Durante mucho tiempo, las logias masónicas fueron espacios exclusivos para hombres. Sin embargo, a lo largo de la historia, algunas mujeres lograron burlar esas restricciones, hasta el punto de forzar la modificación de las normas masónicas que las excluían.

Una de las pioneras habría sido Elizabeth Aldworth, en la Irlanda del siglo XVII, quien se menciona en la tradición oral que al presenciar accidentalmente una tenida en su propia casa, los miembros de la logia se vieron obligados a admitirla, aunque debido a la falta de evidencia documental sólida y a pesar de que la historia es fascinante y plausible, no hay evidencia documental que la respalde.
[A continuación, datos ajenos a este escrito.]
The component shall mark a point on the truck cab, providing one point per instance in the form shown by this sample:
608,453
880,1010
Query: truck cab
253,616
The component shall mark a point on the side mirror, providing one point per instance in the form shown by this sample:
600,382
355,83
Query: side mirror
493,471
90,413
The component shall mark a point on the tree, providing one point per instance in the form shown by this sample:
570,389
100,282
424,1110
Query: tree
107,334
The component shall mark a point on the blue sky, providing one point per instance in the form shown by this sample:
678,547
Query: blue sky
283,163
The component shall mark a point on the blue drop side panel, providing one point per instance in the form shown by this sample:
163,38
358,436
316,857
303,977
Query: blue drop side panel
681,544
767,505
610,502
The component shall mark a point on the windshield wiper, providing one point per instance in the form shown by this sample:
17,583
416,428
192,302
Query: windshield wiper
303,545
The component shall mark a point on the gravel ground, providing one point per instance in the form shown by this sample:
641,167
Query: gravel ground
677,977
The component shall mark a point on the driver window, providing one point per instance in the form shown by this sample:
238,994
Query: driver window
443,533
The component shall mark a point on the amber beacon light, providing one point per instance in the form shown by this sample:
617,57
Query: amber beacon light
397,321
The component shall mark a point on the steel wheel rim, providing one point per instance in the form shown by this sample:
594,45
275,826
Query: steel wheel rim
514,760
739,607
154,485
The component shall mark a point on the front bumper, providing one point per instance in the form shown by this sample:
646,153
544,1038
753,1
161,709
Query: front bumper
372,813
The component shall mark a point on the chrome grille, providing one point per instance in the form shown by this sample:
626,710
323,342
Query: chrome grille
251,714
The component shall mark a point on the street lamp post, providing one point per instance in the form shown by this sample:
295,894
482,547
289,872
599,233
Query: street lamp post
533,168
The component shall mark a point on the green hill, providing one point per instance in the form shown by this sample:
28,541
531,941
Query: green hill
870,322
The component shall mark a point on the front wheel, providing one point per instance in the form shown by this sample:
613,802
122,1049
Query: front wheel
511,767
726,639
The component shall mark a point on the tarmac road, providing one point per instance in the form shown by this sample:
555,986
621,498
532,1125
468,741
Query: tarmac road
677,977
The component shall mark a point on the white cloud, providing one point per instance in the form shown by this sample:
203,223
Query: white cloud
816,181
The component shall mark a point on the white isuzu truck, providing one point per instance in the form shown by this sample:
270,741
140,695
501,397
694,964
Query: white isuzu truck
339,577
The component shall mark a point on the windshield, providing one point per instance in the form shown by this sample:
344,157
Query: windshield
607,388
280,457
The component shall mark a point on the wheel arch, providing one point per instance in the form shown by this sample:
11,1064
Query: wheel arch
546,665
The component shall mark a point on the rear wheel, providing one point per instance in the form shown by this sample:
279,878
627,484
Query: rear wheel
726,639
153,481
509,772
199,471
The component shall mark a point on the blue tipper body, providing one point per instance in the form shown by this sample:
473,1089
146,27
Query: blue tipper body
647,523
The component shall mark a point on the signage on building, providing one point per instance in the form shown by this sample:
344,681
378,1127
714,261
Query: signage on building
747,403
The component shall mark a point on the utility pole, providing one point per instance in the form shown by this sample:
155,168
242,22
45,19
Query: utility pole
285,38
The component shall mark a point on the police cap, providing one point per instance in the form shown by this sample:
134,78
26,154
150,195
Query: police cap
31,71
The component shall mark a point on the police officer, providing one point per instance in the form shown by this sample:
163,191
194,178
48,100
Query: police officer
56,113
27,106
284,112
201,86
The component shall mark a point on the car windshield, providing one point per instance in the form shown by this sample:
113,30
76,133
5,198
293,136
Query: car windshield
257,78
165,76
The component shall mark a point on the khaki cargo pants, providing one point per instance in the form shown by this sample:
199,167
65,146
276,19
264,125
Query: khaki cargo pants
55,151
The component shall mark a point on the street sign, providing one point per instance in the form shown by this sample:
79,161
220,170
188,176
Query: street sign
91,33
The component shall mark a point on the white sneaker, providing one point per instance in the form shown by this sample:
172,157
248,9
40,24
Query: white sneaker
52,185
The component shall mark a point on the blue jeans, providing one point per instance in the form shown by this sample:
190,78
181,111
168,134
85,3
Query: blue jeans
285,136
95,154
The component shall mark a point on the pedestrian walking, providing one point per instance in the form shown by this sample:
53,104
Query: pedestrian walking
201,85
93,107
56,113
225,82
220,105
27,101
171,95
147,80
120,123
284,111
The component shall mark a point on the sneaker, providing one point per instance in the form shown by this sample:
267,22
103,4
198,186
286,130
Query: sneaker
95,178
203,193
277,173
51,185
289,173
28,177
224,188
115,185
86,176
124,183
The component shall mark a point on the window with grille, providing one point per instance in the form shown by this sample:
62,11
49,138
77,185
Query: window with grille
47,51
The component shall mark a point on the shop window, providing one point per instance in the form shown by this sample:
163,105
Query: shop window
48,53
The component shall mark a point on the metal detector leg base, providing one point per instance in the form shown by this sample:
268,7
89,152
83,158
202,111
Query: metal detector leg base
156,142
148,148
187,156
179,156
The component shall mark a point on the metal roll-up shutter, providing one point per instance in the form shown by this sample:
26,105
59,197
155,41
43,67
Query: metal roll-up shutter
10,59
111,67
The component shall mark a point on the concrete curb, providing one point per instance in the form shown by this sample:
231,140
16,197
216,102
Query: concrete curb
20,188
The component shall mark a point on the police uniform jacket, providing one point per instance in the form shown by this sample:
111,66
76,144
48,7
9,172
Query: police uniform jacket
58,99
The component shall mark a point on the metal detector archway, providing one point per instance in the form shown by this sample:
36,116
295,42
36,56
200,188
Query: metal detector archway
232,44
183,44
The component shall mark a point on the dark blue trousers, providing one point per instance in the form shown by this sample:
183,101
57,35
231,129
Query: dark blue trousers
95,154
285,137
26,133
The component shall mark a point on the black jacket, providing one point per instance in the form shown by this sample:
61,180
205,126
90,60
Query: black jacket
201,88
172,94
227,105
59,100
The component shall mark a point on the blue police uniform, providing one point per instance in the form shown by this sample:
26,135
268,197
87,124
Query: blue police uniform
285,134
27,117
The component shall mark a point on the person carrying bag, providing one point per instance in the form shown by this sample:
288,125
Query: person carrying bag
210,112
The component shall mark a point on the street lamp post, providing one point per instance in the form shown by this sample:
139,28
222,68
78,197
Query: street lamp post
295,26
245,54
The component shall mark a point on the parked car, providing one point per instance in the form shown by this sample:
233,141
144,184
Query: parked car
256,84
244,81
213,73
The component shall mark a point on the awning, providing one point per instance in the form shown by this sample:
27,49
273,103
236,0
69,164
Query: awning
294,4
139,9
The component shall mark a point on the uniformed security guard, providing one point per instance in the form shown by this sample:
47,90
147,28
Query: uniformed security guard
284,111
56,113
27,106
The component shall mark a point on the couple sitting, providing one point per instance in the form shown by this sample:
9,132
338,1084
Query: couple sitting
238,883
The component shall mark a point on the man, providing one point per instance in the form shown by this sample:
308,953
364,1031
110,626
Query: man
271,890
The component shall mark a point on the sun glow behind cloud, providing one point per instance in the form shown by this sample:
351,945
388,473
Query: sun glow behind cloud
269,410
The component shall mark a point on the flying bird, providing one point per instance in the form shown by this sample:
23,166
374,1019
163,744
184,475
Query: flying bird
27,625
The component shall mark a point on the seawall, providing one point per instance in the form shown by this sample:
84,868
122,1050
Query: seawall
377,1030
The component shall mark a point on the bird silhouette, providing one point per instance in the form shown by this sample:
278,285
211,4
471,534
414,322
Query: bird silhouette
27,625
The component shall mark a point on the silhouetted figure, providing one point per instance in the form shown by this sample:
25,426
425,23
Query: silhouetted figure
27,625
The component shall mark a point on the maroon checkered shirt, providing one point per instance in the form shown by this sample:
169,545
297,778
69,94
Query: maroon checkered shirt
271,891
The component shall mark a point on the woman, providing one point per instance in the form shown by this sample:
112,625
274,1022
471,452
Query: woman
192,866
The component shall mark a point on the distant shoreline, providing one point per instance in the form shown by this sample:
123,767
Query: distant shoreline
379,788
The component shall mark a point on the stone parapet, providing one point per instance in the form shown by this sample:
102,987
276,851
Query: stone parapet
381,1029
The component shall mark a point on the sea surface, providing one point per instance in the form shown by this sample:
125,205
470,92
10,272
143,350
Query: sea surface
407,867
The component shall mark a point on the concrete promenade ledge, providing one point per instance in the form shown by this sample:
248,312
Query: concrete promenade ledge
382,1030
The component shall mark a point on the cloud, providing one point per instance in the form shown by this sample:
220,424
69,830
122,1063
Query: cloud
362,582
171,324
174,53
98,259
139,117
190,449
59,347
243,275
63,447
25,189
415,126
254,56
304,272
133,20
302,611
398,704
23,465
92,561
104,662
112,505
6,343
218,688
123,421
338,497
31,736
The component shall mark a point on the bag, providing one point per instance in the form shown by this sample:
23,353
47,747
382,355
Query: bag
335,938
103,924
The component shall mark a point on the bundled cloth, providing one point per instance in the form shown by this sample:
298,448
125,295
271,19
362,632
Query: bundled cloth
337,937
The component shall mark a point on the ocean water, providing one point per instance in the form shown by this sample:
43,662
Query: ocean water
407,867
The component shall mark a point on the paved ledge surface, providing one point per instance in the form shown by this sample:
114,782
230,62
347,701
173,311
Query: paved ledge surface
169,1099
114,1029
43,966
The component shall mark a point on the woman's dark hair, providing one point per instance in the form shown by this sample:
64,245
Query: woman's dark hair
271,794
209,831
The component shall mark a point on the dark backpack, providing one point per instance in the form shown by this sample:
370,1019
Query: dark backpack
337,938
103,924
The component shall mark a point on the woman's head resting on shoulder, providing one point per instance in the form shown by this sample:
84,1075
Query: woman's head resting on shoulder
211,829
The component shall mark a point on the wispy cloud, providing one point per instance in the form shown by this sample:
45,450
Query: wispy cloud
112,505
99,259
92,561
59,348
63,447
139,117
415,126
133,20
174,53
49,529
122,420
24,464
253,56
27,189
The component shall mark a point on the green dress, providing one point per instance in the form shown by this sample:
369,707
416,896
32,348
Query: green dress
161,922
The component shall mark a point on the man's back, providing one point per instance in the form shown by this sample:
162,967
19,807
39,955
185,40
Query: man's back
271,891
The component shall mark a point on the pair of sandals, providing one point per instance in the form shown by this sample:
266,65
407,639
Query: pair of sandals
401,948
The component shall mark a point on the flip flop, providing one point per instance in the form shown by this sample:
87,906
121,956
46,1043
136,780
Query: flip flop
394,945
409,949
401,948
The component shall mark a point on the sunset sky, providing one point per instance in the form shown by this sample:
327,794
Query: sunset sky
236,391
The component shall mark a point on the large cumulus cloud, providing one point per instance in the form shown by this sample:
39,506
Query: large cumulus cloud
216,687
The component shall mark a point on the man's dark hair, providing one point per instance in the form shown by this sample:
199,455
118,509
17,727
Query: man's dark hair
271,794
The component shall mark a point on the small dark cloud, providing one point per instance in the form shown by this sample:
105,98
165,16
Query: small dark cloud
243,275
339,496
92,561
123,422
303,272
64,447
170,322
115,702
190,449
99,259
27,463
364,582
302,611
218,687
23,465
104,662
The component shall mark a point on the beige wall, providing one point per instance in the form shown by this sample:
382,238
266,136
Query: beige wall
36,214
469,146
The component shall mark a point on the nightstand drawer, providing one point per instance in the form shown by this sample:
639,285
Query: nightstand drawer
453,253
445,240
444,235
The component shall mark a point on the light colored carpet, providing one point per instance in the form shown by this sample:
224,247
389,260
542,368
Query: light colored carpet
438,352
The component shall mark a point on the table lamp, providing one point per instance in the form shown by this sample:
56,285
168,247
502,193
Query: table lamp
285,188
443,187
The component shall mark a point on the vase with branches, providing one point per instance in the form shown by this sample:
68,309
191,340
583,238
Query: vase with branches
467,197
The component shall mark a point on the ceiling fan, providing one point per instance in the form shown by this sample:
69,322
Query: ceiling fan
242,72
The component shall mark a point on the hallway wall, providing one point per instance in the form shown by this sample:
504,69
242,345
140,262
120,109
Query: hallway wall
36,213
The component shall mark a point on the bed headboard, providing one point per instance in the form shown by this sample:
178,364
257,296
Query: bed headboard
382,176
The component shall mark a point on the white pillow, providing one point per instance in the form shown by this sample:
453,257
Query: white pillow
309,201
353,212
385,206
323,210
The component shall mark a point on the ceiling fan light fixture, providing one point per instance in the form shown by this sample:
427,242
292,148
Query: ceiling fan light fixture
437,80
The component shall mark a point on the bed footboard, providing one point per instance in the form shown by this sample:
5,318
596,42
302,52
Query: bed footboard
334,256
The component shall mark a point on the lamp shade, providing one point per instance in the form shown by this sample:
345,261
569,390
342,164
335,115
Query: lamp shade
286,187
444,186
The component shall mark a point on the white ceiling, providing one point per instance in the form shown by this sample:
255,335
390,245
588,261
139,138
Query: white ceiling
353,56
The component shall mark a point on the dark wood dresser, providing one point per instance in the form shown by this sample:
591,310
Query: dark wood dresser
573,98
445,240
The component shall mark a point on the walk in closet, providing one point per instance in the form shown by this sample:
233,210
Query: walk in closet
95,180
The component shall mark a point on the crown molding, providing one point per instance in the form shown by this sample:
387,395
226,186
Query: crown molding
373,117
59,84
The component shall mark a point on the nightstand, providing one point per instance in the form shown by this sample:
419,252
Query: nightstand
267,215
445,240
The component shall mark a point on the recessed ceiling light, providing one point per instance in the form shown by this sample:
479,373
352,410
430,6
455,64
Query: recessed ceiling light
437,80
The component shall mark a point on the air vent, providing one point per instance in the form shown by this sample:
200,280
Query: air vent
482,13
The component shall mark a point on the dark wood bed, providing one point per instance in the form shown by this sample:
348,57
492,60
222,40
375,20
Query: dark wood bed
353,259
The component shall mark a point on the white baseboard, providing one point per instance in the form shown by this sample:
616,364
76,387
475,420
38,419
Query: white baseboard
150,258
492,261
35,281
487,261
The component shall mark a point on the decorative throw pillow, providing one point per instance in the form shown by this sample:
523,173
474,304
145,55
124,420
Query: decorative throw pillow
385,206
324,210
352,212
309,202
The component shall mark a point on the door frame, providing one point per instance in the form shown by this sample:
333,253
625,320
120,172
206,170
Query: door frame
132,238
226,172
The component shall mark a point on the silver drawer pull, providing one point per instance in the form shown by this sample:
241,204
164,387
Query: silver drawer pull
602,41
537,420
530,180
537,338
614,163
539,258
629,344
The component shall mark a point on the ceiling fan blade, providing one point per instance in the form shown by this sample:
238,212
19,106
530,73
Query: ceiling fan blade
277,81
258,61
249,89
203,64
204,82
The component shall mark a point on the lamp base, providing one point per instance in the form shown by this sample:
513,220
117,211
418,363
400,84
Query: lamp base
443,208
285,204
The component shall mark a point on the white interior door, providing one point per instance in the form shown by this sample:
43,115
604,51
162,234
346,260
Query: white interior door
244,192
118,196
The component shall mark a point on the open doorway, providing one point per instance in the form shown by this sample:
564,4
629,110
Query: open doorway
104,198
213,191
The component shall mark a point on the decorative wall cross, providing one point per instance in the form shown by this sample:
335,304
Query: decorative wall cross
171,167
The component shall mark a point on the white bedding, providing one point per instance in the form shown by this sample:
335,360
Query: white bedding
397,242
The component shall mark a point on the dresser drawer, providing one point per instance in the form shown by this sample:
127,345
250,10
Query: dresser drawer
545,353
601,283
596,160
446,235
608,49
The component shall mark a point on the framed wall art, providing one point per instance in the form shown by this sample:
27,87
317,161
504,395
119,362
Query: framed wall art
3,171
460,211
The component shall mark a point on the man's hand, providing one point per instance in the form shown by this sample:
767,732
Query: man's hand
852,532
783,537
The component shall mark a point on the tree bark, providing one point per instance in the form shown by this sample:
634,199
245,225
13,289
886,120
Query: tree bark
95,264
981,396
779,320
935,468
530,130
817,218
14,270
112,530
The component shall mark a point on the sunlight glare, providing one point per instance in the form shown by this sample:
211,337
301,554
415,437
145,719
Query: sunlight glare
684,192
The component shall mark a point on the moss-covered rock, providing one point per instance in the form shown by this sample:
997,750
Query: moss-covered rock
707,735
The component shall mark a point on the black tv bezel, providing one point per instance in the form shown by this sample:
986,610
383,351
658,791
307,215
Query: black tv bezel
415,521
Una mujer incorporada en enero de 1882 fue la periodista y escritora francesa Maria Deraismes, iniciada en Logia de los Librepensadores (Gran Oriente de Francia) en la ciudad Le Pecq, cerca de París, hecho que sentó las bases para la fundación una década después de la Orden Masónica Mixta Internacional Le Droit Humain (El Derecho Humano).

Si bien la masonería mixta data de más de un siglo, la que se conformó como exclusivamente femenina estuvo formalmente constituida muchos años después. De ambas vertientes, en la Argentina hay diversas instituciones que transitan su desenvolvimiento paralelamente con las vertientes ortodoxamente masculinas.

Previo a la admisión formal de Deraismes, se mencionan otras aproximaciones y colaboraciones de la masonería con algunas mujeres. Para citar sólo algunos ejemplos, Adelaide de Bohemia (siglo XII) fue una precursora del gremio de los constructores, Hannah Mather Crocker fundó una logia femenina en Boston a fines del siglo XIX, y los casos de la esoterista Helena Petrovna Blavatsky y la iniciada Anni Besant (fundadora y líder de la Sociedad Teosófica, respectivamente), emparentadas con el modelo masónico.

A posteriori, también marcaron el camino Josephine Ransom -también de la Sociedad Teosófica-, y Caroline J.M. Scott -de las primeras iniciadas en Le Droit Humain-.